Gill MarcusThe Federation of Unions of South Africa (FEDUSA) is looking forward to the announcement by Governor of the Reserve Bank, Gill Marcus tomorrow on the repurchase rate. The Monetary Policy Committee will be making the announcement on 22 July and FEDUSA is hoping that the interest repurchase be cut by 100 basis points.

In a recent report by the Organised Labour, Business and Government with the Organisation for the Economic Co-operation and Development (OECD), a recommendation was made that there was scope for easing monetary policy and that South Africa was not being aggressive enough by international standards.

“As labour we do believe that in order to stimulate the economy even further we need to cut the repo rate by another 100 basis points to keep interest rate low. By reducing the repo rate struggling local companies are able to access credit at much lower rates and in turn allow their businesses to grow and create more employment.
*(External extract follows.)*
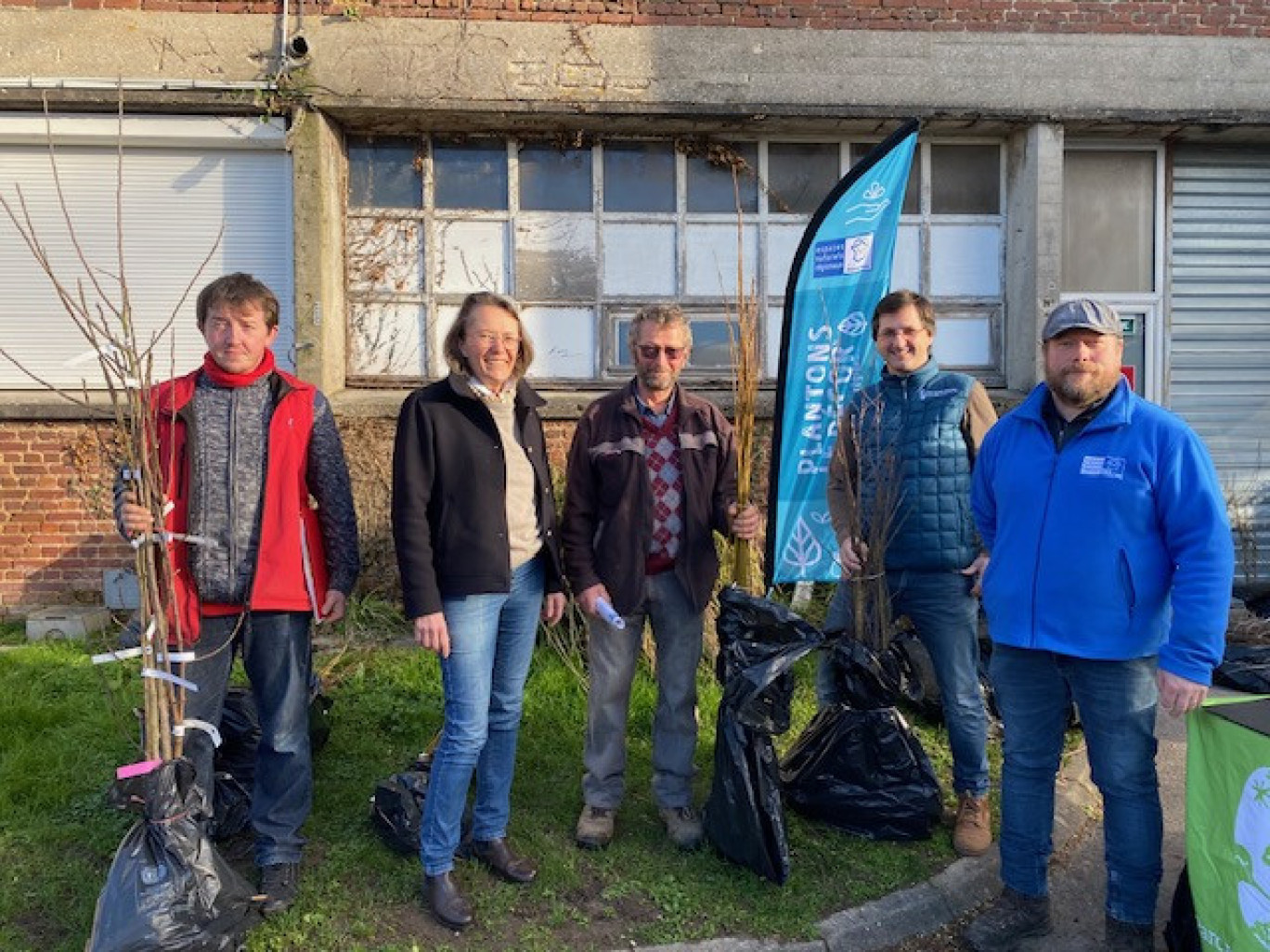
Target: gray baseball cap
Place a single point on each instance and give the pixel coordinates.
(1084, 314)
The domestic economic has not completely recovered and is still very fragile and would be reason enough to called for further monetary stimulation,”
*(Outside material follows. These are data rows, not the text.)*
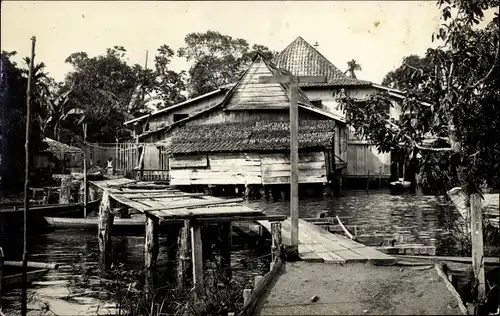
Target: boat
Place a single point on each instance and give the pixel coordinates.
(399, 186)
(50, 209)
(16, 280)
(92, 223)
In looking at the Real short-term interest rates index of the report by the OECD, it can be concluded that South Africa’s interest rate is at 6.5% while countries such as Brazil at 4%, while the United States of America and the United Kingdom is below 0%.

“There is no need for us to keep our interest rates so high, we have an objective and that to see that the economy is stimulated, that jobs can be created and in the process that we eradicate poverty,” says George.